The GM permitting, “you can spend Hero Points to affect the environment in your character's favor.”  Such alterations should be reasonable in scope; spending Hero Points to, for instance, “change a snowstorm into balmy weather” should not be permitted.

“Fellow Secret Agents working on the same side as the Player Characters” are also entitled to Hero Points.  Besides Hero Points, there are Survival Points, which are defined by the 'Glossary of Terms' as “Points given to Masterminds and Privileged Henchmen...which negate the Hero Points used against them by Player Characters.”  This definition does not correspond to how Survival Points are explained in the Hero Points chapter.  In that chapter, we are told, “NPCs use their Survival Points to alter Quality Ratings of any tasks directed at them, never to alter the Quality Rating of any dice roll for them.”

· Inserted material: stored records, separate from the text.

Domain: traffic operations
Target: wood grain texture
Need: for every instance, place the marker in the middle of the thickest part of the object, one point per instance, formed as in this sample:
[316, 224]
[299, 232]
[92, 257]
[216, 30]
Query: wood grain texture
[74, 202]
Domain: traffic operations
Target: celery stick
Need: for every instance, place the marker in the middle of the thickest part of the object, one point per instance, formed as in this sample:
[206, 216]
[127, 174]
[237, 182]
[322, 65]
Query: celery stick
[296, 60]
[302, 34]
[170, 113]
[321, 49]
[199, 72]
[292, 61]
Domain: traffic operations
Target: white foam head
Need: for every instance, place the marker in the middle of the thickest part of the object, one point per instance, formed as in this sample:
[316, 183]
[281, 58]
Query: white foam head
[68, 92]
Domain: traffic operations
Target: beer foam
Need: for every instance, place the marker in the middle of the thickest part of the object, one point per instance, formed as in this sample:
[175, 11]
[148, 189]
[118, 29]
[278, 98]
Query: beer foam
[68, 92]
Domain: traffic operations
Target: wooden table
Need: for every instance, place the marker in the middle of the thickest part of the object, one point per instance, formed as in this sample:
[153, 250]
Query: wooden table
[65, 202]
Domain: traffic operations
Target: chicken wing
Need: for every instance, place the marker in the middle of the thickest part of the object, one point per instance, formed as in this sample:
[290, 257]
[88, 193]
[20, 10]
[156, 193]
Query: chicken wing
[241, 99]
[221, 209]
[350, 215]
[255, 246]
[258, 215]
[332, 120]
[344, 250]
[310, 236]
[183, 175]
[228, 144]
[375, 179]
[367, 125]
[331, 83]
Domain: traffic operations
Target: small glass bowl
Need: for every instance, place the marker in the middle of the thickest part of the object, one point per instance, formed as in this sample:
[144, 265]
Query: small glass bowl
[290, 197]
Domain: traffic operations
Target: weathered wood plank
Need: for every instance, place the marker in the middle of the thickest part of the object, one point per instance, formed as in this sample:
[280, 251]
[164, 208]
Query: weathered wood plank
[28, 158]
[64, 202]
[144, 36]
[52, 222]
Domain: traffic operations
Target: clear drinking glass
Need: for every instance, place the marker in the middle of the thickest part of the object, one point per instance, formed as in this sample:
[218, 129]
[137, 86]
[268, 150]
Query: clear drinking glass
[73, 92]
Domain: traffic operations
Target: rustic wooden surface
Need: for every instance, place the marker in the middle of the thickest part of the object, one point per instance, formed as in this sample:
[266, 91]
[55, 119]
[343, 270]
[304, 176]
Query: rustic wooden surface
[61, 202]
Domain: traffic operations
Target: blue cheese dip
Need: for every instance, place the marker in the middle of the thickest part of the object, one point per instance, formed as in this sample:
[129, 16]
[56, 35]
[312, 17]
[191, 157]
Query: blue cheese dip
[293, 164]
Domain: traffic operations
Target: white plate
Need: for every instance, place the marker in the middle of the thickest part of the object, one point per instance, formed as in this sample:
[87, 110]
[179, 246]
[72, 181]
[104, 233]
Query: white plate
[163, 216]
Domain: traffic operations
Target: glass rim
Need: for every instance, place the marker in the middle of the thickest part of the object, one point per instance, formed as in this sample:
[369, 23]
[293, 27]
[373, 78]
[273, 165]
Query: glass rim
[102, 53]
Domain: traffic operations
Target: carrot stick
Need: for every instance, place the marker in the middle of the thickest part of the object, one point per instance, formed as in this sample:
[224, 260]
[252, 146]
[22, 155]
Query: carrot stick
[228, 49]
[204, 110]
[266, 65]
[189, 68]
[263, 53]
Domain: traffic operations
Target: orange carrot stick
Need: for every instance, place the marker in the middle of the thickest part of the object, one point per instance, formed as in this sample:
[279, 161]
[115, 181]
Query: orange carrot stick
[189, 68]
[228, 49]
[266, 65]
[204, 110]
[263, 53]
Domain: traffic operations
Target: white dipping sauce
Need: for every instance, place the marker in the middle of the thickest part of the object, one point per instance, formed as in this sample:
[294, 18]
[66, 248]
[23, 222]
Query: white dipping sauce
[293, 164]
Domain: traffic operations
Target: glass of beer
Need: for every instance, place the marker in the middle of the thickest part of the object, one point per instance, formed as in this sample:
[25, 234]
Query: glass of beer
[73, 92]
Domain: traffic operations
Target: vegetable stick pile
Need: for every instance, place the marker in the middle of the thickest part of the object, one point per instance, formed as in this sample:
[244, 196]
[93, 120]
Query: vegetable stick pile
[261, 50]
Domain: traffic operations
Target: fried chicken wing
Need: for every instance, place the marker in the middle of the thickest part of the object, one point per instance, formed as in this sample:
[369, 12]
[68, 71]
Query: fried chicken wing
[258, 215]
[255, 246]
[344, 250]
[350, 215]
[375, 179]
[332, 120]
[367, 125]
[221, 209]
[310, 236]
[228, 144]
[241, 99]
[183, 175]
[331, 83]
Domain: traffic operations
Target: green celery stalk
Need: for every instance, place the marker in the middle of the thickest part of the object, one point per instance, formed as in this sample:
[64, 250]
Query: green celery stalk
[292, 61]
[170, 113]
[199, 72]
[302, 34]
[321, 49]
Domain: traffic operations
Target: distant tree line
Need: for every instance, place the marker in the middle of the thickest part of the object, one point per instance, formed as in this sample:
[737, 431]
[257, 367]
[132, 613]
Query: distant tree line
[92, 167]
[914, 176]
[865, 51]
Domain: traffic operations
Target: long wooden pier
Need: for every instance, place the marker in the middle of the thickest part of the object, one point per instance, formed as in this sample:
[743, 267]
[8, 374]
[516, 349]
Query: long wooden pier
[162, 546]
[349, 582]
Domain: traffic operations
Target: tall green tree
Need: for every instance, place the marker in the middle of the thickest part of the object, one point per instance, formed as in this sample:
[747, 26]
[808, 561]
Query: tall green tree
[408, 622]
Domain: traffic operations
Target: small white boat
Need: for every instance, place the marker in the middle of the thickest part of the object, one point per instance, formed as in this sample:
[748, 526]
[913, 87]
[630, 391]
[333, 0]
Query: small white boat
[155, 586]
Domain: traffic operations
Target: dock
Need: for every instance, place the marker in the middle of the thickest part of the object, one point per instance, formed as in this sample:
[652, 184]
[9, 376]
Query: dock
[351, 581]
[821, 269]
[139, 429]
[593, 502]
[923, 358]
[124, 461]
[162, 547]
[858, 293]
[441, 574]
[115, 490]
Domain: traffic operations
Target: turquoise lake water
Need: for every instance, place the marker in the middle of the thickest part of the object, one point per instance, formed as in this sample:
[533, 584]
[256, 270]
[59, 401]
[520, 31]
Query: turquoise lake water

So how does a player character acquire Hero Points?  This is a good question.  “The rate at which you award Hero Points will affect the tenor of your campaign,” the rules tell us.  With too few Hero Points, the campaign will not accurately represent the Bond milieu ; with too many, player characters “will be able to pull off some amazing feats with regularity.”  The rules say that the process described for awarding Hero Points “is admittedly rather conservative.”  In short, every time a character rolls a Quality Rating 1 result (except combat rolls) he or she gains a Hero Point.  This means that more-skilled characters will have more Hero Points since they can more easily obtain Quality Rating 1 results.  “This is to be expected,” according to the rules.  It also means characters earn Hero Points – which can be construed as 'luck' – by making lucky rolls.  In essence, the lucky get luckier – a disparity with which I am not entirely comfortable.  Additionally, a player may be tempted to engage upon numerous, useless tasks in order to cultivate Hero Points.  Such activity (“for example, trying a Seduction attempt with every female in a gambling establishment”) should be “penalized,” the rules state.  The penalty, however, is denying “the player any Hero Points.”

Other methods of awarding Hero Points are expanded upon by Neil Randall, one of two people credited with Systems Development for the James Bond 007 game, in an article in Heroes (Vol. 1, No. 2).  Fortunately, Heroes editor William E. Peschel interrupts this article to inform readers, “This is okay.”  It's always nice when someone who had nothing to do with creating the game validates a statement by one of the Systems Developers.  Anyway, Randall indicates that, in the games he runs, “players don't roll the dice very often.”  Therefore, he allows “Hero Points for all Quality Rating 1 results, whether they occur in Combat, Chases, Characteristic rolls, Skill rolls, or Ability rolls.”  Randall includes “Characteristic rolls” even though he recognizes that “characteristic rolls don't use the Quality Rating system.”  Randall also suggests the possibility of assigning Hero Points as a reward for good role playing:
Say, for instance, the character rushes into a burning building to rescue the lovely young lady trapped inside.  Award a Hero Point or two.  Award a Hero Point for helping a fellow agent beyond the call of duty, especially if it does not impede the mission.  Award a Hero Point for figuring out a very difficult clue...
Should rescuing a homely young lady garner more or less Hero Points?  Randall notes that rewards for good role-playing officially come in the form of additional Experience Points; however, “there is no nicer feeling for the player than to be rewarded instantly for an action which is directly the result of playing within the Bond genre.”